Quatorze kilomètres à peine séparent ici l'Afrique de l'Europe. Depuis le pont, par temps clair, on distingue les côtes espagnoles de l'autre côté du détroit de Gibraltar, et c'est toute l'histoire de Tanger qui tient dans ce face-à-face : ville de passage, de négociants, d'espions et d'écrivains, longtemps zone internationale où se croisaient toutes les langues de la Méditerranée. Le terminal de Tanger Ville place les passagers à 800 mètres de la vieille ville. Dix à quinze minutes de marche, une montée soutenue, et l'on bascule dans un autre monde.

Monter vers la kasbah

Le plus simple consiste à prendre un petit taxi jusqu'à la porte haute de la kasbah, puis à redescendre à pied : la cité se déplie alors sous les yeux au lieu de se mériter dans l'effort. La citadelle occupe le point culminant de la médina. Derrière ses murailles, l'ancien palais du sultan, Dar el-Makhzen, abrite un musée consacré aux cultures méditerranéennes, avec mosaïques romaines, céramiques et manuscrits. Des terrasses voisines, la vue file jusqu'à l'Espagne.

La médina, du haut vers le bas

En redescendant, les ruelles blanches et bleues s'enchaînent en pente douce vers le Petit Socco, ancienne place des banquiers et des cafés littéraires où Paul Bowles et les écrivains de la Beat Generation avaient leurs habitudes. Les échoppes proposent cuir, épices, tissages et lampes de laiton; les artisans travaillent souvent sous les yeux des passants. On se perd volontiers, mais jamais longtemps : toute descente finit par ramener vers les portes basses de l'enceinte. Portes cloutées, fontaines à zelliges et terrasses entrevues ponctuent le chemin.
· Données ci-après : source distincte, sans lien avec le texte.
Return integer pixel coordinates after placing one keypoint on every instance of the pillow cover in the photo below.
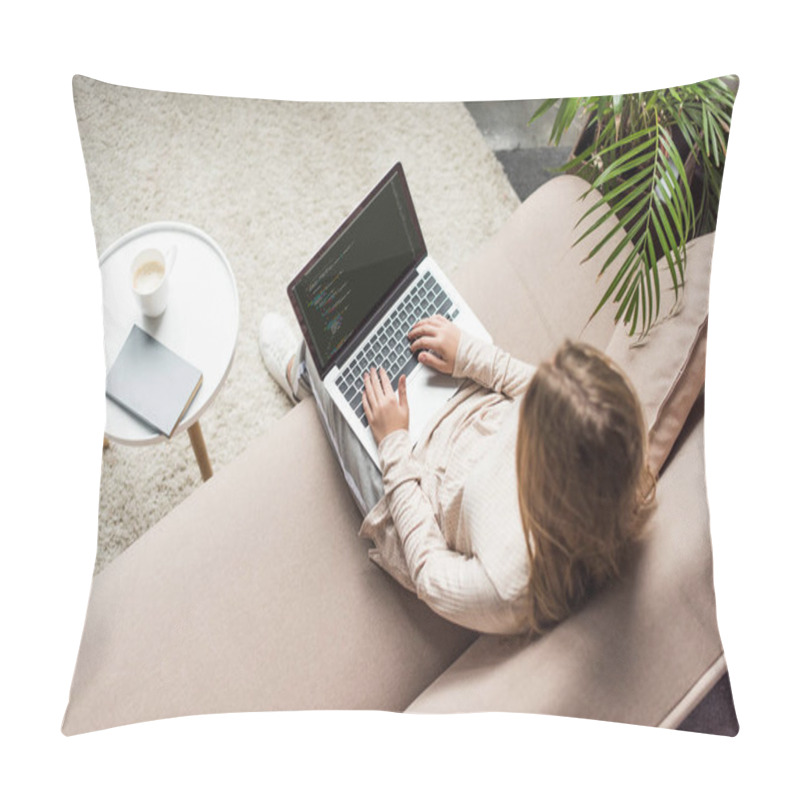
(251, 591)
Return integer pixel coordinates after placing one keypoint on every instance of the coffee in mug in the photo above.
(149, 273)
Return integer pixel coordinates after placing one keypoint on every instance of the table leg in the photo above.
(200, 452)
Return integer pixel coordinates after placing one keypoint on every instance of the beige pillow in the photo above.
(668, 370)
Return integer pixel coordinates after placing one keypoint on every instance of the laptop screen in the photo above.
(359, 266)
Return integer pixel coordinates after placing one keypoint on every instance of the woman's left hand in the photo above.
(386, 411)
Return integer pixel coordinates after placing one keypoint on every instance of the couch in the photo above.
(255, 593)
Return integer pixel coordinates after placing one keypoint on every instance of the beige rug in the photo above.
(269, 181)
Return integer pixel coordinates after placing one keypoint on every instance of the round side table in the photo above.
(200, 323)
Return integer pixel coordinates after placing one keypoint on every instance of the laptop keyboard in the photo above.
(388, 346)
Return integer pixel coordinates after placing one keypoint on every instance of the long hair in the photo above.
(582, 478)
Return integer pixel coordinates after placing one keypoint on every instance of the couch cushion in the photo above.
(255, 594)
(527, 283)
(669, 369)
(632, 654)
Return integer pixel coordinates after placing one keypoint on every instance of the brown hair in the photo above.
(582, 478)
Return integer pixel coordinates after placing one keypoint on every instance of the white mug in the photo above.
(149, 279)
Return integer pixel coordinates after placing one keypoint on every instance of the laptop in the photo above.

Le Grand Socco et la ville nouvelle

Au pied des remparts, la place du 9-Avril, que tout le monde appelle encore Grand Socco, fait la jonction avec les quartiers modernes. Marchandes de menthe assises à l'ombre, façade mauresque du cinéma Rif, palmiers et circulation joyeuse : c'est le cœur battant de Tanger. À quelques pas, le jardin de la Mendoubia offre un banc sous des ficus centenaires, et les terrasses permettent d'observer le va-et-vient en sirotant un thé.

La Légation américaine

Dans la partie basse de la médina se cache un bâtiment unique : la Légation américaine, premier bien immobilier acquis par les États-Unis à l'étranger, cadeau du sultan en 1821. Devenu musée, il raconte les liens anciens entre les deux pays et expose peintures et souvenirs du Tanger cosmopolite. Le lieu, avec ses patios et ses escaliers, mérite le détour autant que ses collections.

Café Hafa et le large

S'il reste du temps, deux options se disputent la fin de journée. La première : le café Hafa, fondé en 1921, dont les terrasses en escalier dévalent la falaise face au détroit; on y boit un thé à la menthe là où se sont assis les Rolling Stones et des générations de rêveurs, parmi les étudiants et les joueurs de cartes qui regardent passer les cargos. La seconde : une course en taxi vers le cap Spartel, à environ 14 kilomètres, où l'Atlantique rencontre la Méditerranée, et vers les grottes d'Hercule creusées dans la falaise voisine.

Repères de marche

LieuDepuis le terminalAccès
Entrée de la médina800 mÀ pied, 10 à 15 minutes
Kasbah et musée1,5 kmPetit taxi conseillé à la montée
Grand Socco1 kmÀ pied par les ruelles
Cap Spartel et grottes d'Hercule14 kmTaxi ou excursion

Ces ruelles ont inspiré Matisse, Delacroix et des dizaines de romanciers, et l'on comprend pourquoi en remontant la passerelle : la lumière du détroit change d'heure en heure, comme si elle refusait de se laisser fixer. On repart avec l'impression d'avoir tourné les pages d'un roman dont il resterait bien des chapitres à lire.